President Obama is bringing his counter-GOP convention tour Wednesday to the dead-heat battle for Virginia, a state where he enjoyed a historic win in 2008 but where he and fellow Democrats have faced a series of obstacles and setbacks ever since.
Mr. Obama knows he can count on Northern Virginia, a reliable liberal stronghold, while the southernmost areas are ruby-red Republican.
It’s what happens in the counties in between that matters, and Charlottesville, home to the University of Virginia and thousands of students who helped hand Mr. Obama a 5-point edge four years ago, could play a key role in keeping the state in Mr. Obama’s win column in November.
In the final two months of the campaign, Mr. Obama needs the energy and commitment of younger voters to help him with his ground game — knocking on doors and getting out the vote — so he is headed to Charlottesville on Wednesday just one day after he made the same direct appeal to college students at Colorado State University.
Polls show Mr. Obama still leading Republican rival Mitt Romney with college-age voters, but the president faces the added challenge this year of trying to convince young people of his economic credentials as they prepare to enter a shaky job market, while Mr. Romney says the president has not lived up to his promises on job creation.
Striving to overcome the shaky economic outlook, Mr. Obama during stops at colleges in Iowa and Colorado on Tuesday focused on issues he thought might play well with the college crowd — clean energy, lower costs for student loans, health care, contraception, gay marriage, and ending the wars in Iraq and Afghanistan.
But the president has a tougher row to hoe in Virginia, where Republicans have regrouped since 2008 and Democrats have suffered a series of blows.
Just one year after Mr. Obama’s 2008 win in the state, Creigh Deeds, the Democratic candidate for governor, lost decisively to GOP rival Bob McDonnell. Mr. Deeds enjoyed rocky relations with the White House, which considered him a weak candidate who failed to reach out to key constituencies that contributed to Mr. Obama’s victory.
By 2010, after the passage of the president’s health care law, the political pendulum had swung so far to the right that Republicans picked up three House seats, ousting freshmen Democratic Reps. Glenn Nye and Tom Perriello, who sailed to election on Mr. Obama’s coattails in 2008, as well as veteran Rep. Rick Boucher, who was first elected in 1982.
Mr. Perriello, whose district includes Charlottesville but stretches to the North Carolina border, lost despite Mr. Obama’s help — and some observers argue because of it.
“The health care law was extremely unpopular in the state — still is, as a matter of fact,” said Chris LaCivita, a veteran Republican campaign operative who has run numerous races in the state. “Tom Perriello was basically Obama’s ‘Mini-Me’ in that part of the state, and he was defeated.”

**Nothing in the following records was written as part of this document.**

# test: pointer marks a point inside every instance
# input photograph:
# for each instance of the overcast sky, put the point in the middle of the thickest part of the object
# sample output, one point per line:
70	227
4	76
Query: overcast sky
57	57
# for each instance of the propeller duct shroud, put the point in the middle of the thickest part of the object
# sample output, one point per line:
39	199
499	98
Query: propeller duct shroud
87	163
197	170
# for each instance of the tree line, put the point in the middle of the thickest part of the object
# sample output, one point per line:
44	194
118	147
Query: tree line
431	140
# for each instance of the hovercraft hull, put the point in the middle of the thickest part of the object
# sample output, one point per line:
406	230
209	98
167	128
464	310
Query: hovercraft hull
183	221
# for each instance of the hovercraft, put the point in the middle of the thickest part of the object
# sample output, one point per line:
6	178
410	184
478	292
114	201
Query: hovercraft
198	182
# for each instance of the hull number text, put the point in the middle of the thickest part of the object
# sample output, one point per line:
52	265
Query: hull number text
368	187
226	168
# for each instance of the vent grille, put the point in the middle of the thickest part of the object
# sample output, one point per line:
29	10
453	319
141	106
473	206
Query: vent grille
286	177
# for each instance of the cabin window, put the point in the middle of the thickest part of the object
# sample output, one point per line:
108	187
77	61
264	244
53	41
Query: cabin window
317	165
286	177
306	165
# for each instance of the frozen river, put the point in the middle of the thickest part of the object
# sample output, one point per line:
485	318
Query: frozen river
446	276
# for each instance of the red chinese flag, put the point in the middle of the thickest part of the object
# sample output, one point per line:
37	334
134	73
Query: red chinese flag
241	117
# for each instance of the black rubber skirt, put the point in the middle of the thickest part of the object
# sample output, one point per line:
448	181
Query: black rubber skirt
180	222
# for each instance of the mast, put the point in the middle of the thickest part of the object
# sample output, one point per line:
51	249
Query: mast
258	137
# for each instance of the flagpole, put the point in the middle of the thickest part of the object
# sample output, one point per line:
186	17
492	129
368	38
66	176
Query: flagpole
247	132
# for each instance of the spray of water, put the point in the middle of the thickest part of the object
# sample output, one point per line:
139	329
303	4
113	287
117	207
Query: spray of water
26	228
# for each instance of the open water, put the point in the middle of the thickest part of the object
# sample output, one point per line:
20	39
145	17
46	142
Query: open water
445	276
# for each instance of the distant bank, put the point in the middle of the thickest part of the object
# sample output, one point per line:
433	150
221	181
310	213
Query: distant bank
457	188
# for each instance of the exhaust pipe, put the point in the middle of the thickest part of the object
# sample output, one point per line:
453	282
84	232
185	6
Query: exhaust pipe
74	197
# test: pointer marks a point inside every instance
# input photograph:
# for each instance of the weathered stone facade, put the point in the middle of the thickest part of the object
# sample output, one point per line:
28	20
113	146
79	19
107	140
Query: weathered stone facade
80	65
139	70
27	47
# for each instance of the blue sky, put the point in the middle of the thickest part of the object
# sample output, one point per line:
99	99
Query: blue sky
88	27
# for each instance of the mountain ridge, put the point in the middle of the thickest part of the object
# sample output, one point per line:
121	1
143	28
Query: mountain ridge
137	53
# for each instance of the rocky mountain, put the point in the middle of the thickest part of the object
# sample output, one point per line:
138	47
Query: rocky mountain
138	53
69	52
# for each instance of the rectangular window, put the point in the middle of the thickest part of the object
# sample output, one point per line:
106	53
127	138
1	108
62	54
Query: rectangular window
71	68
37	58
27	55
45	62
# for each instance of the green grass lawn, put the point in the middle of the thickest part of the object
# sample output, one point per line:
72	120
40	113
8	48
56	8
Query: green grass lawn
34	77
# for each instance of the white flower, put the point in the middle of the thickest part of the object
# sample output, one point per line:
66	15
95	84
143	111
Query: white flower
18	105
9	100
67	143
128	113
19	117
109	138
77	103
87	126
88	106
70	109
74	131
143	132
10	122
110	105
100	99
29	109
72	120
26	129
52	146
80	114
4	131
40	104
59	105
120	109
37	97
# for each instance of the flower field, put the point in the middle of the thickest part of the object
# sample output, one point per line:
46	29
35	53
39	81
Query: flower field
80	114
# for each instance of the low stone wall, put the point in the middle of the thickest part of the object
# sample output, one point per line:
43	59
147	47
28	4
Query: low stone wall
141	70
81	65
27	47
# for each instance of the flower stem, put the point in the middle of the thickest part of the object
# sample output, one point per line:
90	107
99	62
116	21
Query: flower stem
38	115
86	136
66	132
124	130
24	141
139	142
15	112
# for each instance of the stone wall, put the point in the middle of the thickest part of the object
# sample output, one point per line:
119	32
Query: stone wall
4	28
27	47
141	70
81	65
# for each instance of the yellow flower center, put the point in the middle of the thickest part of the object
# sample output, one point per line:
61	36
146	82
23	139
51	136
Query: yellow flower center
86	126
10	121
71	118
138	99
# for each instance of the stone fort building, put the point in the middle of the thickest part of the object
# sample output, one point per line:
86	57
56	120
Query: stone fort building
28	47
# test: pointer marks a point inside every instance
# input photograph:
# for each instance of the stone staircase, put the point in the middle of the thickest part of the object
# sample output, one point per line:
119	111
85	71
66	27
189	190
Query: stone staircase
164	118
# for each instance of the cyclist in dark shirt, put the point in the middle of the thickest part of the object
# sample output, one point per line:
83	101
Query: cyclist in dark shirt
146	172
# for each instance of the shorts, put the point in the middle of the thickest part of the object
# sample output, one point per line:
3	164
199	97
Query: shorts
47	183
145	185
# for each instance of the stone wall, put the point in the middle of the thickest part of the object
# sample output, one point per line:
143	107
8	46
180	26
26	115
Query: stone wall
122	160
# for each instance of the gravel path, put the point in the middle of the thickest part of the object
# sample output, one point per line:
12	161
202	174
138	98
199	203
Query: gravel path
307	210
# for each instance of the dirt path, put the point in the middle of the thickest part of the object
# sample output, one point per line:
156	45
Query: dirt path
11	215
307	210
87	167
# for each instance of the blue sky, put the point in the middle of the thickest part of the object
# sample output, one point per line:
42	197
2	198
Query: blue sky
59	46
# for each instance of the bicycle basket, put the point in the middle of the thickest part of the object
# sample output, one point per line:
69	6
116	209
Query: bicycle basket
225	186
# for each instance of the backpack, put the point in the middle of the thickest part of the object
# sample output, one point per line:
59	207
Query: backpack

In addition to large pockets of Northern Virginia, the president can count on the support of most black voters, who make up 20 percent of the state’s voters, as well as the Democratic strongholds of Richmond and Charlottesville, so the race will be a tough fight until the end.
Other GOP-leaning areas, such as Lynchburg, Danville and Martinsville, have been hard hit by the economy and the loss of manufacturing jobs. Mr. Obama’s environmental policies have alienated other voters in the western part of the state who depend on the coal industry and paper mills.
In 2008, Mr. Obama attracted voters in the Hampton Roads area, a military stronghold with a high black population. But this year, the communities in that area, which are dependent on the military and robust defense spending, are bracing for budget cuts and blame Democrats more than Republicans for the predicament that threatens the local economy.
“Mr. Romney and [Republican Senate candidate George] Allen are using the coming defense cuts very effectively in the area,” said Ray Allen, a longtime Republican strategist in Virginia. “The largest naval base in the free world is in Norfolk and the military is strongly against [Mr. Obama] this time around. But it’s more than that — the whole economy there depends on the military. It permeates the culture and the coming cuts will devastate the economy down there.”
Democrats, however, argue that Republicans are reading too much into their gains in 2010 because voter turnout in a midterm election is barely half that of what it is in a presidential contest.
“What happened in 2009 and 2010 is not relevant,” said Paul Goldman, a former adviser to Sen. Mark R. Warner and then-Gov. Douglas Wilder, both Democrats.
Mr. Goldman argued that Republicans are losing ground in the state in part because they want to “balance the budget on the backs of federal workers,” and there are thousands of federal employees and retirees, as well as government contractors, in Northern Virginia and throughout the state turned off by that message.
“It may be a good strategy in other states, but it’s a bad strategy here,” he said.